Did you find it hard to immigrate to America? Do you think there were too many regulations and too much red tape?


----------



## atlast (May 24, 2007)

At least it is possible to go to the US. The EU seems to be pretty closed, with everyone mostly moving around within its borders. And with the new countries, it will stay that way for a while.

Poland, I guess, will soon have no carpenters left!


----------



## gkloken (Aug 9, 2007)

America is one of the most complicated countries to move to.
The Embassies are one of the biggest problems.
Applying through a "reputable" legal firm inside makes it so much easier.

Unfortunately so many of the legal firms also exploit potential immigrants. 

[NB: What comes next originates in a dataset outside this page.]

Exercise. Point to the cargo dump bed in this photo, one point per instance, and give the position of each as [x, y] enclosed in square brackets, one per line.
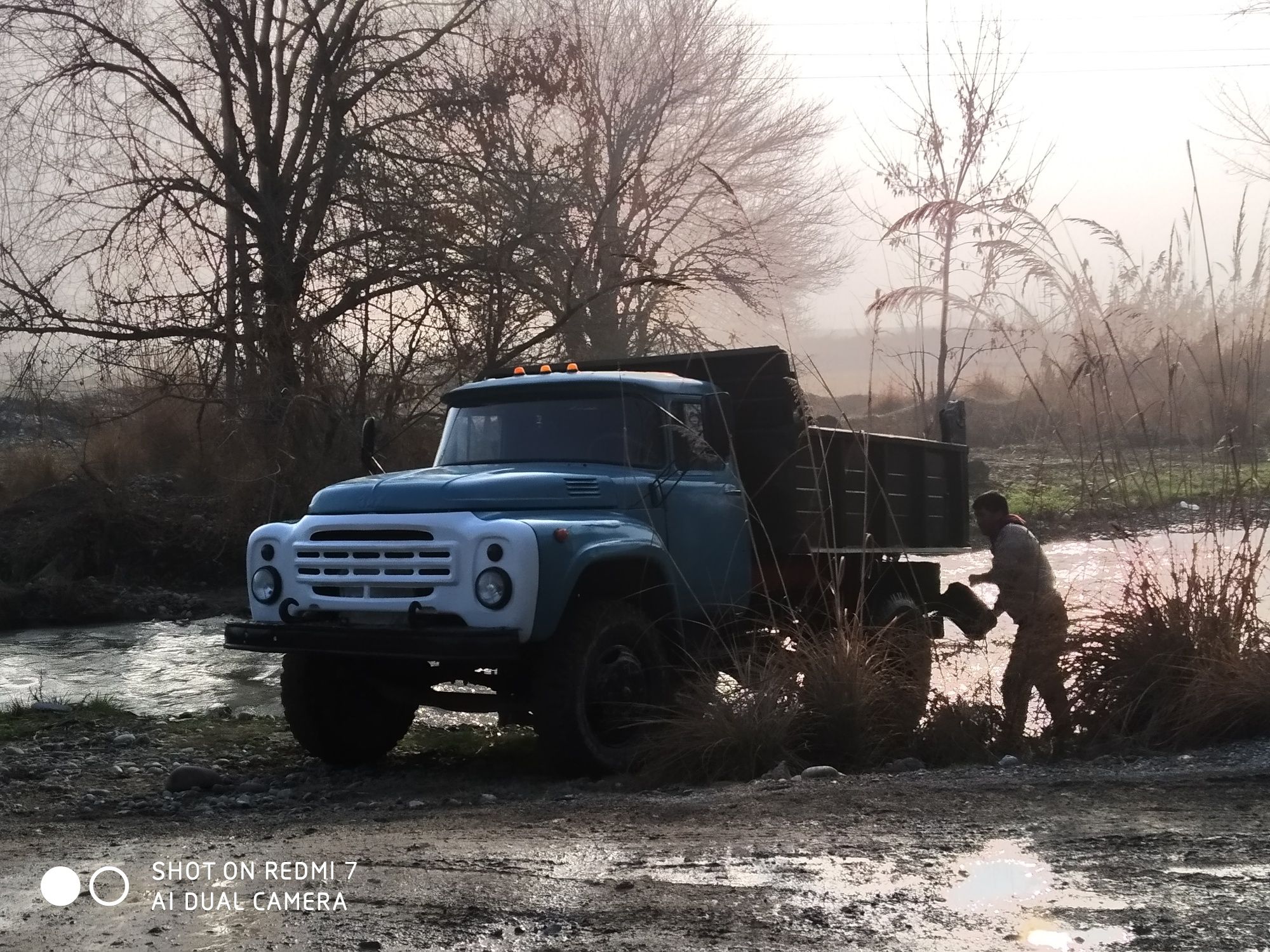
[819, 489]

EU countries are welcoming foreign professionals from outside the EU.


----------



## choctawmicmac (Aug 11, 2007)

I studied Immigration Law at San Francisco State. In only one semester I got the impression that it is COMPLICATED as hell! It's only slightly less complicated if you are from Canada or Mexico. 

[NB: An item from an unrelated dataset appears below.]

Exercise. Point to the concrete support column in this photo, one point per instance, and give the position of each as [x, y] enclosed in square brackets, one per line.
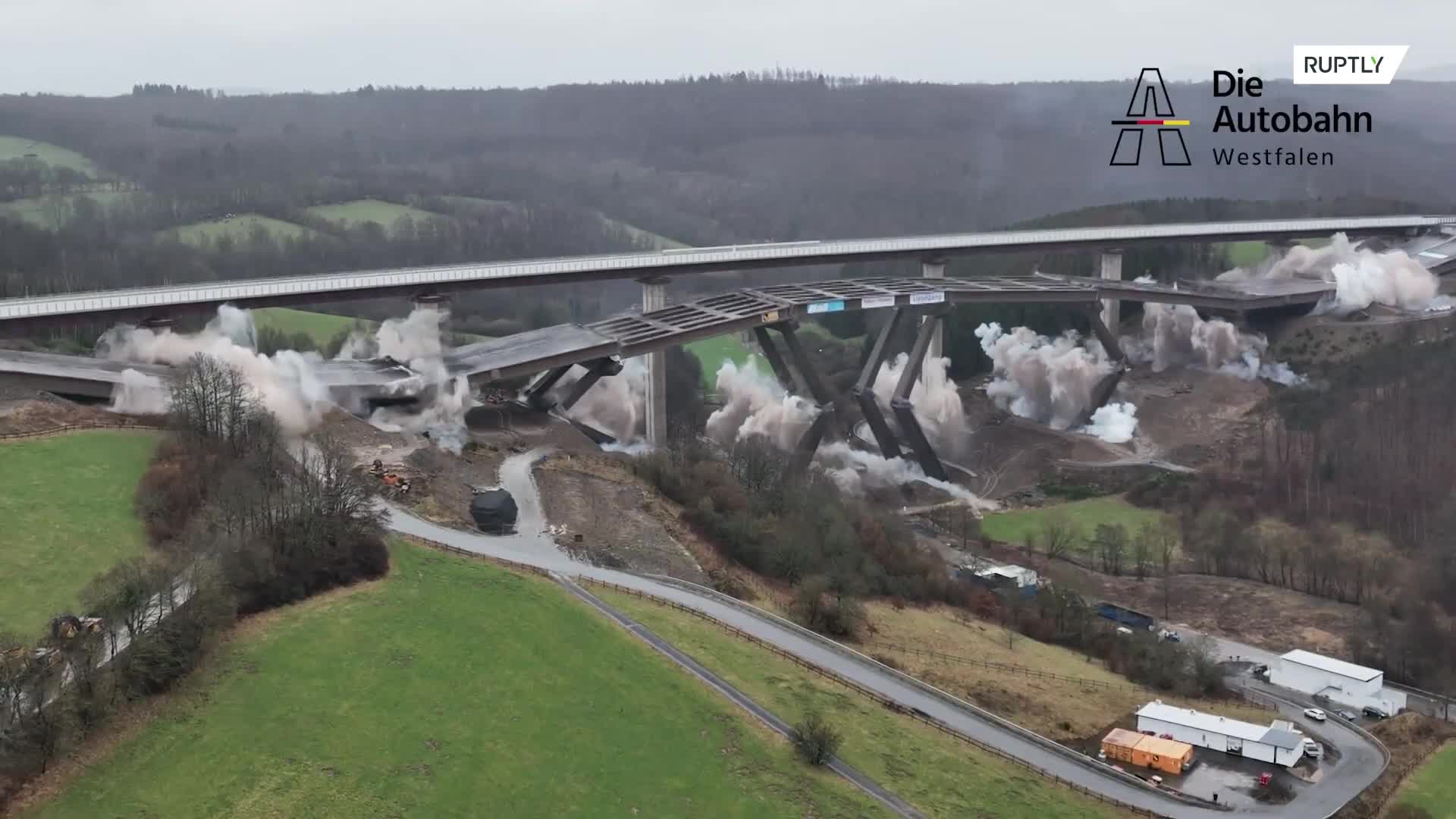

It's so complicated, I can see why people sneak in illegally. Getting here legally takes too long and costs too much. Especially with all the crack-downs lately of what they can and can't do from abroad in the Embassies. 

For instance: where I am, the US Consulate can NOT issue replacement Social Security Cards. I have to send the application in, over and over again, to the nearest Border Town's Social Security Field Office. It would actually be easier to deal with the US Consulate because for the simple fact that I could get them to understand that I am abroad and of course I have no current US I.D. left to give them! They would not expect any of the States to send me a replacement, updated drivers' license while I am not there in person. However, the closest local SSA field office, does in fact seem to be under that impression....! 

These things are getting so complicated these days that it is actually understandable why people just buy documents on the street or on the black market and sneak in!


----------



## synthia (Apr 18, 2007)

Why can't you use your passport as ID? And they really can't make you send in your driver's license, if you had one (that's why it is good to live in Florida where you only get a new license every seven years or so), because you have to have it with you when you drive.

Would they accept a birth certificate? 

Or have we managed to make things so complicated that it will become impossible to be an ex-pat?


----------



## gkloken (Aug 9, 2007)

choctawmicmac said:


> I studied Immigration Law at San Francisco State. In only one semester I got the impression that it is COMPLICATED as hell! It's only slightly less complicated if you are from Canada or Mexico.
> 
> It's so complicated, I can see why people sneak in illegally. Getting here legally takes too long and costs too much. Especially with all the crack-downs lately of what they can and can't do from abroad in the Embassies.
> 
> ...


Did you know you can now apply online for the renewal of your drivers license , provided you have someone that can receive it by mail and forward it to you in Canada with UPS or some courier.?


----------